Following the methods of Pablo Picasso and Georges Braque, she created a series of painterly and graphic compositions, including Hutsul Still Life, Russian Still Life, Electrical Appliances, Still Life, Blues, and Still Life with Guitar.
In 1965, Levytska was expelled from the circle of candidates for the Union of Artists of Ukraine (she had been a candidate since 1962) for formalism (officially, because of a late application for membership).
Throughout her career, Levytska’s works combined realistic forms and narrative imagery with metaphorical and grotesque perspectives: Harmony, To Err Is Human…, Everyone can dance, but not like a buffoon..., and Proverbs. Her graphic portraits and figurative compositions from the early 1970s were soaked with themes of social alienation. In the late 1970s, she developed a highly technical style characterized by a balance between genre graphics and metaphysical imagery. From this period emerged works with biblical themes, which interwoven with post-industrial rebellion, including the series Human Life, The Commandments, Seasons, and compositions such as The Last Supper and Sheepishness.
In 1985–1990, influenced by the work of Oleksandr Aksinin, Levytska adopted his hermetic artistic language and created the graphic series Aksiniana based on the Chinese Book of Changes and the Eastern calendar.

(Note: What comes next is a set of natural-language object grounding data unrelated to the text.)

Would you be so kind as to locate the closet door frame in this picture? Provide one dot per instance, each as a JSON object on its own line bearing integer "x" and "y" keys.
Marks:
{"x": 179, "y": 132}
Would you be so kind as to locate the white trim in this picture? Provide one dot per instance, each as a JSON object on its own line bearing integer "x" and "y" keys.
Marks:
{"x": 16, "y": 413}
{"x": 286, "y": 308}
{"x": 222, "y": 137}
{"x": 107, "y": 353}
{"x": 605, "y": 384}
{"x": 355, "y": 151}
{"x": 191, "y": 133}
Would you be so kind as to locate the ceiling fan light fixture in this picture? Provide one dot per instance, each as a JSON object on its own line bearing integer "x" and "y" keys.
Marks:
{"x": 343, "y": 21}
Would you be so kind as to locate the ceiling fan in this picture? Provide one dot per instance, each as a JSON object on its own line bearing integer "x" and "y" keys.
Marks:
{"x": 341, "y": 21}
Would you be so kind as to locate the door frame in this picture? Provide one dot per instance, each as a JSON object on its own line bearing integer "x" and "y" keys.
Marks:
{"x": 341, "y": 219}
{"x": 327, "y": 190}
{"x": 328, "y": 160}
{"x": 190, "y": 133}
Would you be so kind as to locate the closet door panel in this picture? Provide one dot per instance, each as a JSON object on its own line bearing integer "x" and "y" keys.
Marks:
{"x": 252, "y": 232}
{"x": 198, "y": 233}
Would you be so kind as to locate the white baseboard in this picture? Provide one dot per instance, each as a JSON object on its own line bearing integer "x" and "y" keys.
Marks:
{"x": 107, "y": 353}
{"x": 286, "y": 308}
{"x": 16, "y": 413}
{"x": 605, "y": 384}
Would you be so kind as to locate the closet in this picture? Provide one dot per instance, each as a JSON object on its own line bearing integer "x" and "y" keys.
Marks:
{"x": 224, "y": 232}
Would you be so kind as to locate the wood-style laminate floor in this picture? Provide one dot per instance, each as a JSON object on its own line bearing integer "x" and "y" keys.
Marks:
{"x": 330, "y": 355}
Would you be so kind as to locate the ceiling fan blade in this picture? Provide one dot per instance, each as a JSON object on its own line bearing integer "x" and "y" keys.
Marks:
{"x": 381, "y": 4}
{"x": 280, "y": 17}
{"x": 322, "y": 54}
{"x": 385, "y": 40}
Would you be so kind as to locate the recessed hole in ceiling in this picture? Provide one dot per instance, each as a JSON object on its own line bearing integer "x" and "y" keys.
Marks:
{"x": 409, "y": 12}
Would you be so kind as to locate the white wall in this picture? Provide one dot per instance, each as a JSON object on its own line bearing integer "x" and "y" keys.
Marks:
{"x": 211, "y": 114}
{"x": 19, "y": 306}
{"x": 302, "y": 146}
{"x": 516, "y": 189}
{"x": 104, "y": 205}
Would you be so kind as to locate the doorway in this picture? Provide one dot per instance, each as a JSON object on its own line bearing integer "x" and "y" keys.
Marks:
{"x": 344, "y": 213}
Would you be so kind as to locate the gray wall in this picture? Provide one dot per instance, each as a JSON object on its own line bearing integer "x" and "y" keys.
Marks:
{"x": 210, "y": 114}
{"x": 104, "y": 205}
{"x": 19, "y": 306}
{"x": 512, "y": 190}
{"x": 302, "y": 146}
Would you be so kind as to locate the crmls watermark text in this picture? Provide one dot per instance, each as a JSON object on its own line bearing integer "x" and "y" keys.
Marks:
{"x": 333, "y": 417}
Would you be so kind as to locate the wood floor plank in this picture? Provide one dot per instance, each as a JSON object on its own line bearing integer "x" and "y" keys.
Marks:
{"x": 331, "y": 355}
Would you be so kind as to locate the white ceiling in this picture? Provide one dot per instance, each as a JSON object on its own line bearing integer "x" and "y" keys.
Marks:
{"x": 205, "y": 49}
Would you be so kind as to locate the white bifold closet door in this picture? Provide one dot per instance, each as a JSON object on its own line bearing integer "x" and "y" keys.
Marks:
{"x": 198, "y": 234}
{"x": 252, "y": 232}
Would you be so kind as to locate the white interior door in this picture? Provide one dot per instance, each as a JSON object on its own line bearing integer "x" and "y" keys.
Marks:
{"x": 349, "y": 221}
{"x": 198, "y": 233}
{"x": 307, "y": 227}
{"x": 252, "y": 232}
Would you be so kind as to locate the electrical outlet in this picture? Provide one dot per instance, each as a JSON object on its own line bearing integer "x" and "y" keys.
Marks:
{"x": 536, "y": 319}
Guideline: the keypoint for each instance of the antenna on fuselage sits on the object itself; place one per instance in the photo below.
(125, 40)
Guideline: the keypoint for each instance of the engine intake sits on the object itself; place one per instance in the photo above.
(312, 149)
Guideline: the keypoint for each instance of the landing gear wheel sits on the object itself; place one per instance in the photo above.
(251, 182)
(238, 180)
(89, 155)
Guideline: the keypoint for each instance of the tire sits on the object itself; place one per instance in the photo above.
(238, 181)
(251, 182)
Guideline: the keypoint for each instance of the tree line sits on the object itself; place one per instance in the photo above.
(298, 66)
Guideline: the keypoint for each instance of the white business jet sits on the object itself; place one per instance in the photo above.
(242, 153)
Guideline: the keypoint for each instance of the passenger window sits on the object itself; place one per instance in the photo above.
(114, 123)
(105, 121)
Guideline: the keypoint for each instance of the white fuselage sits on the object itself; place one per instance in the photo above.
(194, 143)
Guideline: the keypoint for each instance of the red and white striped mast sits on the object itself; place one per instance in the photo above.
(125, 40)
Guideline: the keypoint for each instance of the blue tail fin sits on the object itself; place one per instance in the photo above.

Levytska also created numerous Baroque-style icons for the restored iconostases of St. Michael’s Golden-Domed Monastery and the Assumption Cathedral of the Kyiv Pechersk Lavra.
Throughout her career, she continuously experimented with new techniques and materials, working in graphics, mosaics, painting, and iconography. Despite the diversity of her work, Levytska’s style remained recognizable, marked by complex compositions and meticulous attention to detail.
Her constant search for innovation enriched her own art and influenced the Lviv art scene. Inspired by lithography in 1968, she encouraged her fellow artists to explore the medium. After seeing a Lviv graphic artists’ lithography exhibition that included her work, her teacher Leopold Levytskyi also became captivated by lithography.
Levytska’s solo exhibition was held posthumously in 1996 at the Leopold Levytskyi Memorial Art Museum. Her works are preserved in the collections of the Ukrainian National Museum in Kyiv, the Lviv Art Gallery, the Andrey Sheptytskyi National Museum in Lviv, the Lviv Museum of the History of Religion, and in private collections abroad.